Constructed on the site of the Governors’ residence during the Spanish occupation of Gibraltar,  the library was officially opened in 1804 by the Duke of Kent. In 1823 the library's fees were "100 hard dollars" which was paid by the 150 proprietors of the "Commercial Library". Each proprietor was entitled to borrow one large or three smaller books or an entire set of a novel for one to two weeks. In exchange they had to also pay 16 dollars per year. This was a commercial affair and membership of the library could be bought or sold. The thirteen members of the committee were elected annually and the library was to be open seven days a week with both winter and summer hours.

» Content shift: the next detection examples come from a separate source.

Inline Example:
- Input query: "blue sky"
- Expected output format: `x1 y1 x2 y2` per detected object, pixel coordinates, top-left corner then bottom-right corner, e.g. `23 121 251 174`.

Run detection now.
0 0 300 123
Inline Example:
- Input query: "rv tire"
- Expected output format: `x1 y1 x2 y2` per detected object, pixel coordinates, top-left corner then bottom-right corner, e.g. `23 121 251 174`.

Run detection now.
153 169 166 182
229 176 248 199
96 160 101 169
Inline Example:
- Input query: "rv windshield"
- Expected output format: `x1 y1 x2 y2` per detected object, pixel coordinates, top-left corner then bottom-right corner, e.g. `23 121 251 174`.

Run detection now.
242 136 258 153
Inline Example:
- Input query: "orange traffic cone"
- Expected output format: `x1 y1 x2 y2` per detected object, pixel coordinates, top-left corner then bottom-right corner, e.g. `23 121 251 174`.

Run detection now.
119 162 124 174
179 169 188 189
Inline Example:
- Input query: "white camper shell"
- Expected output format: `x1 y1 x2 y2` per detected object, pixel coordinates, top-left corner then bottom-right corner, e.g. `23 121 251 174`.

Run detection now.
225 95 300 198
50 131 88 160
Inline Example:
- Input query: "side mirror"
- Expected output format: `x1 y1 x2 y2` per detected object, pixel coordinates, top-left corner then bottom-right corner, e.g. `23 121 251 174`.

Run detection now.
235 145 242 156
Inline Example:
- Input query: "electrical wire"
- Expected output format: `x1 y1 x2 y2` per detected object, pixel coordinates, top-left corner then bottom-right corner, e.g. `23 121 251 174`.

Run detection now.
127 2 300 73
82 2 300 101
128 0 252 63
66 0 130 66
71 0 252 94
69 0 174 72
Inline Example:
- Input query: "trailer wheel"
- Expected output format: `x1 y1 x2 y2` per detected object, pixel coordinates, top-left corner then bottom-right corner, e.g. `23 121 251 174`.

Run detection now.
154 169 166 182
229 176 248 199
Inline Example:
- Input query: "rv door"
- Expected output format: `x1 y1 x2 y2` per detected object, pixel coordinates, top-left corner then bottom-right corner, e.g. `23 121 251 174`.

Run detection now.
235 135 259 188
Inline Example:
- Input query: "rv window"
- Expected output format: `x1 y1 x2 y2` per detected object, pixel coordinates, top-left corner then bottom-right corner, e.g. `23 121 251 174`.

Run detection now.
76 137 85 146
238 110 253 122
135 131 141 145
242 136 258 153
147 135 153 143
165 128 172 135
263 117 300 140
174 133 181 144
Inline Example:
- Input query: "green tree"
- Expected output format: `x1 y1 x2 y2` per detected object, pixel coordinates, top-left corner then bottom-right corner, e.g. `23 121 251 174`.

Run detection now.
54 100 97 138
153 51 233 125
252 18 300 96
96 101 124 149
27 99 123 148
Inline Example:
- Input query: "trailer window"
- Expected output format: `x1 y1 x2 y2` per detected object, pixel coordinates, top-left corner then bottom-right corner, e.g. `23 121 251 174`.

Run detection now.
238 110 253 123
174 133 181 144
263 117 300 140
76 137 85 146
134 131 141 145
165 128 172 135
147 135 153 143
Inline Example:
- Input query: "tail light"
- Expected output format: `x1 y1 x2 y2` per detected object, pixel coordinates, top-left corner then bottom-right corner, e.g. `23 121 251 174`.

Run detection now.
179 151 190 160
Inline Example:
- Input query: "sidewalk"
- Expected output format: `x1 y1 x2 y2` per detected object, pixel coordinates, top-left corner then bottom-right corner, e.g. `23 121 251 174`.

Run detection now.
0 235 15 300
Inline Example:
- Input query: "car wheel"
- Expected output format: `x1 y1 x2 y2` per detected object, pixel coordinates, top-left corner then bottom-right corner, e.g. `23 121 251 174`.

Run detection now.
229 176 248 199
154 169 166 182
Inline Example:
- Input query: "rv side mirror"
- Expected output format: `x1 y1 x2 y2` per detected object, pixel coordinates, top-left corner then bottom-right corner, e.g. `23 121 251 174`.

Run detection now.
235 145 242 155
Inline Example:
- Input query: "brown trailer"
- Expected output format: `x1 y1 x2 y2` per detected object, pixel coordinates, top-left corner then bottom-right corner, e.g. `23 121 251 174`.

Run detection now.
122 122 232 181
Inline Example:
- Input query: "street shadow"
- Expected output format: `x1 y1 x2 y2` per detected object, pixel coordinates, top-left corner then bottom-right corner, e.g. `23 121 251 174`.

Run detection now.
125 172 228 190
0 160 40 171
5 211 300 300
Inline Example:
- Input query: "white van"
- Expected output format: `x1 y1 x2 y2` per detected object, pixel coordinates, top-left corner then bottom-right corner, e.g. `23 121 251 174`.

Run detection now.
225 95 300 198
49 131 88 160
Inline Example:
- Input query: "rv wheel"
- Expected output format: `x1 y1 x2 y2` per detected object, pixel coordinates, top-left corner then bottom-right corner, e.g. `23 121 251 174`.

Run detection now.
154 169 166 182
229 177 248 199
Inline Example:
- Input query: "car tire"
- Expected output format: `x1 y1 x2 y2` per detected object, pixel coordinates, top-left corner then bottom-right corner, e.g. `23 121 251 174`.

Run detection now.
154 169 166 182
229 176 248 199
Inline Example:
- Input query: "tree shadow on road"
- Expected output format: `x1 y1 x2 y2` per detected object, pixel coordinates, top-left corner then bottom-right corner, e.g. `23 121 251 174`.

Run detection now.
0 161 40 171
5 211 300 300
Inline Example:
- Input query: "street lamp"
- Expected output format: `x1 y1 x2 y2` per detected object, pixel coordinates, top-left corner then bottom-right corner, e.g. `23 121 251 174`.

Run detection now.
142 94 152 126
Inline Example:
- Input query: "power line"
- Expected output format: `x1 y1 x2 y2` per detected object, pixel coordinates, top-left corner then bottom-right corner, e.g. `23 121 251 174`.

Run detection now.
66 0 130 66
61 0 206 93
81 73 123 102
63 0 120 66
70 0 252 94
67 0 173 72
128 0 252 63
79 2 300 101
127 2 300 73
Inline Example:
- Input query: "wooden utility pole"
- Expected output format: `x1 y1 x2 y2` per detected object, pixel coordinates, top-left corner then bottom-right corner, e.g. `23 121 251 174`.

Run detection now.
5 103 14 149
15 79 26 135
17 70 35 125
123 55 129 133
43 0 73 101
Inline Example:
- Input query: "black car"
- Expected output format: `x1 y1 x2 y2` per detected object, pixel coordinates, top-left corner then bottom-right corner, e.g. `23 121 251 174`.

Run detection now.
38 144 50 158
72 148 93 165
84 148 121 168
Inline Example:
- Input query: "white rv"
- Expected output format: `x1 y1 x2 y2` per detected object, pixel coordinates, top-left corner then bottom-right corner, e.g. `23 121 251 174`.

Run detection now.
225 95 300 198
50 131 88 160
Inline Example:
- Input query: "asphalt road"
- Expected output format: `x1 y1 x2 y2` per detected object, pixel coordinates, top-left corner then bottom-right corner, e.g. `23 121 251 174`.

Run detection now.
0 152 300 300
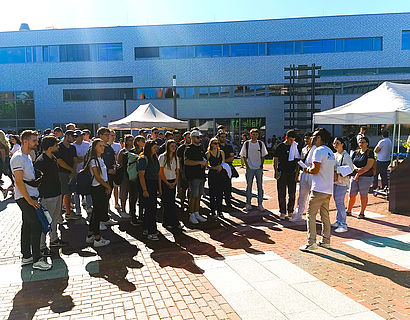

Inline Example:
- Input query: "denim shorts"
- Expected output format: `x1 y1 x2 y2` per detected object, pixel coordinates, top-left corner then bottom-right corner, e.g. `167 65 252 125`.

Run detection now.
350 176 373 197
188 179 205 198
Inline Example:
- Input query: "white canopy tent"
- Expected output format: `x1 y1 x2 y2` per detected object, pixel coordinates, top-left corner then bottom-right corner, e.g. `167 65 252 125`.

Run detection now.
313 81 410 159
108 103 188 130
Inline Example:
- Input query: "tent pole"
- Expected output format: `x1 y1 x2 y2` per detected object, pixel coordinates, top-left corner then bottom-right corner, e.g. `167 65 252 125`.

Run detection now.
390 123 396 165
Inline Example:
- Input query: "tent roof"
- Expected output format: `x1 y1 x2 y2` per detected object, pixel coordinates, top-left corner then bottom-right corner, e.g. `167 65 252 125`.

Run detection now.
313 82 410 124
108 103 188 130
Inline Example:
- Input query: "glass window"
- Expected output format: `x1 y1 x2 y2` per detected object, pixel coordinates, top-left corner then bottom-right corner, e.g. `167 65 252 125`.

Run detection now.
344 38 373 52
231 43 258 57
97 43 122 61
195 45 222 58
0 47 26 64
199 87 209 98
59 44 91 62
134 47 159 59
401 30 410 50
209 87 219 97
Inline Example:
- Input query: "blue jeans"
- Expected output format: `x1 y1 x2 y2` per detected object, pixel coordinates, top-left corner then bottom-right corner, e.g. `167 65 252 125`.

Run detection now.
333 184 347 228
246 168 263 206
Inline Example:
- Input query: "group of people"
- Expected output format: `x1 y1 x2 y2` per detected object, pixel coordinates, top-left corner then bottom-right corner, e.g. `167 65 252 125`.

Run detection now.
0 124 404 270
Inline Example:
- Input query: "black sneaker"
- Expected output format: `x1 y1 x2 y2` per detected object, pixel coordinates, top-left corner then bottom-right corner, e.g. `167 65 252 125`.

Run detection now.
41 247 53 257
50 239 68 247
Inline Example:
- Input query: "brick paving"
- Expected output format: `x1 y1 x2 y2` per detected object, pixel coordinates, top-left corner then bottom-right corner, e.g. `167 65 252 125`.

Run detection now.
0 167 410 319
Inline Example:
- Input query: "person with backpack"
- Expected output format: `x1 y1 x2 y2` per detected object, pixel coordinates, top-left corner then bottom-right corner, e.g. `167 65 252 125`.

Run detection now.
346 136 376 219
83 138 111 247
138 140 162 241
158 139 182 230
114 134 134 213
127 136 145 226
240 128 268 212
273 129 300 220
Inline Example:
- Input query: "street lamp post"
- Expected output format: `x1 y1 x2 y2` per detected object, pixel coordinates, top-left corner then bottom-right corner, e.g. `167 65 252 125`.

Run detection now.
172 74 177 119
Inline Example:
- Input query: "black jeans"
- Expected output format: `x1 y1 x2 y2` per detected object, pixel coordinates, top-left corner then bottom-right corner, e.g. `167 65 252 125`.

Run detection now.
161 179 179 227
208 170 224 214
373 161 390 189
16 198 42 262
142 179 158 234
129 178 144 221
277 171 296 214
88 185 110 236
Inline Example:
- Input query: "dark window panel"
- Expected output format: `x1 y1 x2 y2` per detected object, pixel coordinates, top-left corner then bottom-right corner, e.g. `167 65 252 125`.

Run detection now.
134 47 159 59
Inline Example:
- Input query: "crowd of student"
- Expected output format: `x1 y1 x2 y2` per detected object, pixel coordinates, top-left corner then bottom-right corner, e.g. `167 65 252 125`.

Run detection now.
0 124 406 270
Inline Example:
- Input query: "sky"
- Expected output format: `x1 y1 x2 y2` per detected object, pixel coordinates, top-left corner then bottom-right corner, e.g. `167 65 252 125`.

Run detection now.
0 0 410 32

The library served as the headquarters and archive service of the Gibraltar Chronicle, the world's second oldest English languagenewspaper. The Library was established for and by the officers of the Garrison of Gibraltar. It has remained a private entity run by a Trust for over two hundred years up until, September 2011, at which point the Library was transferred to the Government of Gibraltar.
The Garrison is a library of 45,000 books, including many rare volumes. This library exists to hold the collection which includes good coverage of the subjects of culture and travel. The library was started to occupy officers stationed in Gibraltar. It has an excellent local history collection. Many lithographs and art prints are held here and many of the furnishings have interesting historical backgrounds.